John Armstrong Garnett (24 June 1767 – 16 January 1831)[1] was the president of the Royal College of Surgeons in Ireland (RCSI) in 1810.[2]
J. A. Garnett was born at Thurles on 24 June 1767. He was educated at the Tipperary Grammar School, of which his father had been master from 1735. He studied in the College School, and attended Dr. Percival's chemical lectures in Trinity College. He obtained the Letters Testimonial of RCSI on 23 February 1798. On 4 August 1800, he was elected a member, and shortly after was appointed surgeon to Swift's Hospital, and to the General Dispensary, 28 Temple-bar.
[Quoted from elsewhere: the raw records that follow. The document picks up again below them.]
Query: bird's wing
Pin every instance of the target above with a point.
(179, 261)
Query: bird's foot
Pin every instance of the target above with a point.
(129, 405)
At this time he resided in Kildare-street, had a good surgical practice, and was an expert chemist, as I gather from the contents of his note-book of experiments. On 6 September 1803, he was elected Professor of Surgical Pharmacy. In 1811 he was obliged to leave Ireland on account of delicate health. He was, when the annual election of professors arrived, re-elected—not at his own request, but on that of C. H. Todd, who proposed to act as his locum tenens in the event of his illness continuing. Next year he was assisted by Andrew Johnston, but he was obliged to resign his professorship in 1813. For eighteen years he continued to be an invalid. His death took place at Sandymount, in the County of Dublin, on 16 January 1831, from paralysis. He was interred in St. Anne's church.
In his History of the RCSI, Cameron gives a direct extract from Garnett's diary detailed his final days with Lord Edward Fitzgerald in Newgate Prison Dublin. Fitzgerald, a leading Irish aristocrat, MP for County Kildare, was military director of the United Irishmen in the nationalist Rebellion of 1798. Fitzgerald had been captured and was due for execution; he died in prison from his wounds, attended by Garnett.